10-14-2015 01:44 AM
I am working on a huge data set with over 400 variables and around 99999 observations. It is a log detailing the usage of calls (local, international, duration, etc) , data, amount charged etc. I have another data set with the list of churners and the churn months. This data os given for 6 months and over 3 years separately.
1. I am not able to join the 2 data sets on the key variable : Product
It always gives me insufficient memory error in log.
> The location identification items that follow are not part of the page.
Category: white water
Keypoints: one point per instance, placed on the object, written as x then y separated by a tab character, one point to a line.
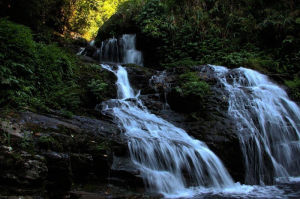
120	50
169	160
268	124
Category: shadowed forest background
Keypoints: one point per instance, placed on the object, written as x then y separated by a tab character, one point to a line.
44	82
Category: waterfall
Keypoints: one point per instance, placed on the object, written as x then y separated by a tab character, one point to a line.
268	124
169	160
120	50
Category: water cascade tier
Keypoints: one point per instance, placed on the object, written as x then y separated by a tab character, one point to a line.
120	50
267	122
169	160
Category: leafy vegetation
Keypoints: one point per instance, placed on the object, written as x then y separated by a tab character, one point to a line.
68	17
43	76
257	34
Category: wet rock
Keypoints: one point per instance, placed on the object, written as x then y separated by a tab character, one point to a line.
82	166
207	122
20	172
59	178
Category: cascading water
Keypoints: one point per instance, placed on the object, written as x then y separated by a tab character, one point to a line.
268	124
121	50
168	159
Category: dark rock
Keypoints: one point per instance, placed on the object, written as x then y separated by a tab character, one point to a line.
59	178
21	172
207	122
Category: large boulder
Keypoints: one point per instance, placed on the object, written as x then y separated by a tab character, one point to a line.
206	119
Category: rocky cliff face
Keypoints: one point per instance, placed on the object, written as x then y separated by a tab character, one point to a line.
204	120
53	156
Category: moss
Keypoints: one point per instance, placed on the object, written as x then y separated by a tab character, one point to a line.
191	85
294	88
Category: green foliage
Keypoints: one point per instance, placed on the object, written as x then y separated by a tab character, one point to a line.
256	34
294	86
80	17
33	73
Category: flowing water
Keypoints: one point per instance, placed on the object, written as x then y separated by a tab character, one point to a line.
167	157
120	50
169	160
268	125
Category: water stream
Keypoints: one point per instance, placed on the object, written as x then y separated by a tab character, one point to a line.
268	124
169	159
120	50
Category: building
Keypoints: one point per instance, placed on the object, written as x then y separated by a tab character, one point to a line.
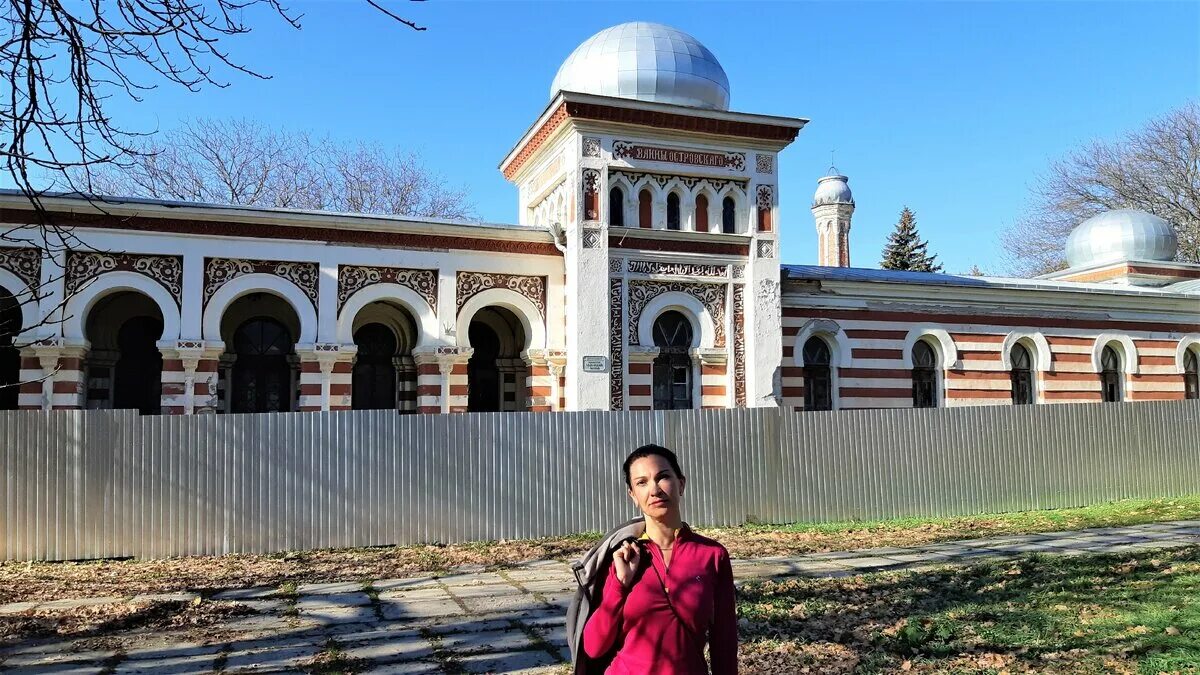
643	273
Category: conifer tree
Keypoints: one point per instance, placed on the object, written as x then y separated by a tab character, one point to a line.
905	249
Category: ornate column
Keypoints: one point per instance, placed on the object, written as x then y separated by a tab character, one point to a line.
190	376
325	374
Tried to run it on first 40 obs then also it did not work.
2. I have to create a data set which has the details of calls for only 3 selected months keeping everything else same.
Since loops are not allowed in proc sql, can anyone please help me out how to go about it?
10-14-2015 01:48 AM
10-14-2015 01:57 AM
for joining of the data sets i used the code:
select c.*, s.*
from cnl as c right join smb as s
on s.product_id = c.product_id;
the size of smb is 1.2 gb and cnl is a few kbs.
for the second part where I need usage for only 3 selected months I do not know how to go about it. Please help.
10-14-2015 04:40 AM - edited 10-14-2015 04:47 AM
Not sure why you're running out of memory. For the SQL you've posted an alternative approach which should perform better would be using a hash lookup table. Condition for below code to work properly (as well as for your SQL): PRODUCT_ID is the primary key in both tables.
data want(drop=_rc); if _n_=1 then do; if 0 then set cnl; dcl hash h (dataset:'cnl'); h.defineKey('product_id'); h.defineData(all:'y'); h.defineDone(); end; call missing(of _all_); set smb; _rc=h.find(); run;
10-14-2015 10:23 AM
First thing with any date related topic: are you dates SAS date valued variables? That makes anything related to dates much easier in 99.9% of cases.